Independente da reação das instituições, o importante é que não se quebre e nem
se violem os espaços constitucionalmente inscritos para interlocução e
que as instituições se posicionem como entidades capazes de satisfazer as
demandas dos cidadãos ou interlocutores, se quisermos usar expressões ainda
mais conciliatórias.
Como se pode depreender, com o engajamento (organizado) na mobilização
e recolha das mais de 2000 assinaturas requeridas, da parte dos cidadãos, não
há fraqueza em observar os trilhos institucionalmente legalizados. Neste caso,
cabe às instituições demonstrarem que existem e que são suficientemente
competentes para cumprirem, com a autonomia que lhes deveria ser devida, com o
seu mandato. Infelizmente, até aqui, o CC tem insistido em permanecer em
ensurdecedor mutismo, defraudando seu próprio mandato e propósito.
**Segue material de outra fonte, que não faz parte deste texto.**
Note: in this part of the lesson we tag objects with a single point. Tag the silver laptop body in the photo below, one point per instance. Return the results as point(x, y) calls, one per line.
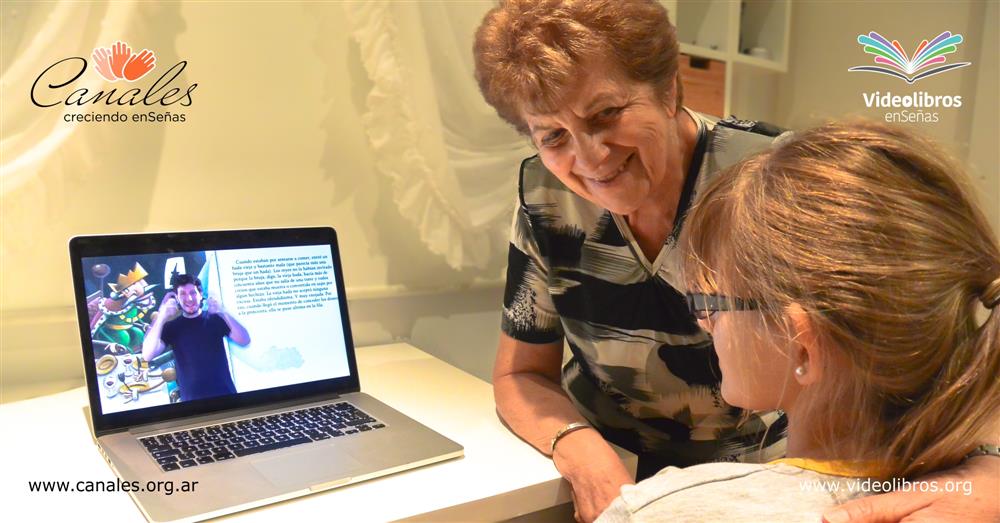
point(140, 442)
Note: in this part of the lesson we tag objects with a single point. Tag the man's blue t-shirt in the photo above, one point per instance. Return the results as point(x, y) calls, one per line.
point(202, 365)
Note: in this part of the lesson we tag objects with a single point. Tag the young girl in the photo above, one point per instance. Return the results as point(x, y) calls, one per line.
point(848, 279)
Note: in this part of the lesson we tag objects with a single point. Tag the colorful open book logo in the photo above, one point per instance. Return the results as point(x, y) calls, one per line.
point(118, 62)
point(910, 68)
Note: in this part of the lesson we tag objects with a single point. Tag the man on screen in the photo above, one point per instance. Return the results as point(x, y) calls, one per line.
point(195, 336)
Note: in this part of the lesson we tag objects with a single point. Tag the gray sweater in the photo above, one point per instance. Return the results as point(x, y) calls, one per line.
point(732, 492)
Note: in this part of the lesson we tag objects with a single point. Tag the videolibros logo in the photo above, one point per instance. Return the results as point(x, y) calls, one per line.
point(910, 69)
point(113, 64)
point(925, 55)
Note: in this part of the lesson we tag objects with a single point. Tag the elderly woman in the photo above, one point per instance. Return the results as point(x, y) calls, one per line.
point(593, 258)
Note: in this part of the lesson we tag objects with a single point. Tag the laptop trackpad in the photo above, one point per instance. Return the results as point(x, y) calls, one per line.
point(307, 467)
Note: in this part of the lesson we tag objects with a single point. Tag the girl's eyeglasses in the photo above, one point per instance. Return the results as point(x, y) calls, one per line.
point(704, 306)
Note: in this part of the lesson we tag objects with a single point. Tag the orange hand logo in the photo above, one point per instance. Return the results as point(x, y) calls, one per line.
point(119, 63)
point(120, 54)
point(139, 65)
point(102, 62)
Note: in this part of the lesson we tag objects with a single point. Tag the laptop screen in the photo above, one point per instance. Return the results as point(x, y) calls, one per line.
point(168, 328)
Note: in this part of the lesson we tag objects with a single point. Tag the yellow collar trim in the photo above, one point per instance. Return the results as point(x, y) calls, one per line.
point(832, 467)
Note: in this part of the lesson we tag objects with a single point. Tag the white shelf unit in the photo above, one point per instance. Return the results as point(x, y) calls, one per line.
point(727, 30)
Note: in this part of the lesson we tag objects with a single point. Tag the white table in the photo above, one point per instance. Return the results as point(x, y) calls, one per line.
point(499, 478)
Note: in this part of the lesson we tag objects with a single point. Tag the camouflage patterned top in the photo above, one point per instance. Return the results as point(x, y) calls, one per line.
point(641, 370)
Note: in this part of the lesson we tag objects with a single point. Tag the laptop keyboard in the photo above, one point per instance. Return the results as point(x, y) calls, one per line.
point(204, 445)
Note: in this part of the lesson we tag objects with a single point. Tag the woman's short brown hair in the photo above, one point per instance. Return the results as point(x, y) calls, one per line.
point(529, 51)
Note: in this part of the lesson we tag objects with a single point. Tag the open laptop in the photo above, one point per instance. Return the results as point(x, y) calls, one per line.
point(241, 394)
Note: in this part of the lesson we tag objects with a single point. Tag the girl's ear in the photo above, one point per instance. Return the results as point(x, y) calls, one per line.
point(807, 355)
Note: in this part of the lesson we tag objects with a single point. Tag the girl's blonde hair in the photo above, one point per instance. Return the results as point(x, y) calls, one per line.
point(868, 228)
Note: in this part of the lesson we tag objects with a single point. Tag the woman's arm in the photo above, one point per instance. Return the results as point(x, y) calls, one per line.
point(531, 402)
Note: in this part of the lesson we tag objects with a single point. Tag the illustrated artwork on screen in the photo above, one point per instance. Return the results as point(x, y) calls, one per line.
point(263, 290)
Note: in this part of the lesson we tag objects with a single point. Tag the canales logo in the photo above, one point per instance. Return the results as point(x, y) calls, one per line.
point(908, 68)
point(116, 63)
point(928, 59)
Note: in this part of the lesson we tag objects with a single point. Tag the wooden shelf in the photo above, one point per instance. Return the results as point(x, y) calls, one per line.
point(760, 62)
point(701, 52)
point(726, 31)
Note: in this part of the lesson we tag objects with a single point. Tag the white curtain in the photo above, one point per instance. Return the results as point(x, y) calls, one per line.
point(32, 31)
point(452, 161)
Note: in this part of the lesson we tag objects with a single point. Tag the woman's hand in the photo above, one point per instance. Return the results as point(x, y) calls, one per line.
point(594, 471)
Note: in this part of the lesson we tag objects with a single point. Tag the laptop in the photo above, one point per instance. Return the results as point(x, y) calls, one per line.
point(221, 371)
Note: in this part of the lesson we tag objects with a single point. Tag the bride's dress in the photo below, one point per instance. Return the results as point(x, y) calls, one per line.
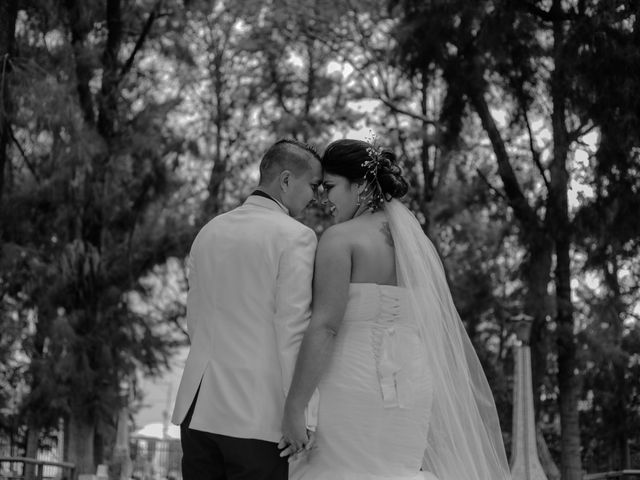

Enquanto
isso, a consciência e a capacidade organizativa e dialógica do cidadão vai se
consolidando, deixando a nú o deficit operacional que caracteriza o nome das
instituições que indivíduos vestem em prossecução de interesses que a olhos de
muitos cidadãos não são defensáveis no quadro de promoção e proteção do
interesse colectivo.
Não sou dos que acreditam que todo e qualquer cidadão vive competindo
pela governação das instituições do Estado e que qualquer mobilização social
seja uma forma de escamotear o desejo de poder e não necessariamente advogar
por acções que complementem as funções do Estado e aprimorem o capital
institucional e, consequentemente, consolidem-se paramentos que concorram para
a melhoria da qualidade da governação. É preciso descansar as azagaias dos que
acreditam que todos os que questionam eventuais desmandos no quadro
institucional estão sedentos por desfrutar das benesses do Estado. Nos seus
modestos e imodestos postos, a maioria dos cidadãos batalha pelo seu pão,
aspira apenas pela estabilidade e transparência nas regras do jogo, igualdade
de oportunidades, ética na política e na gestão da coisa pública. Nada mais!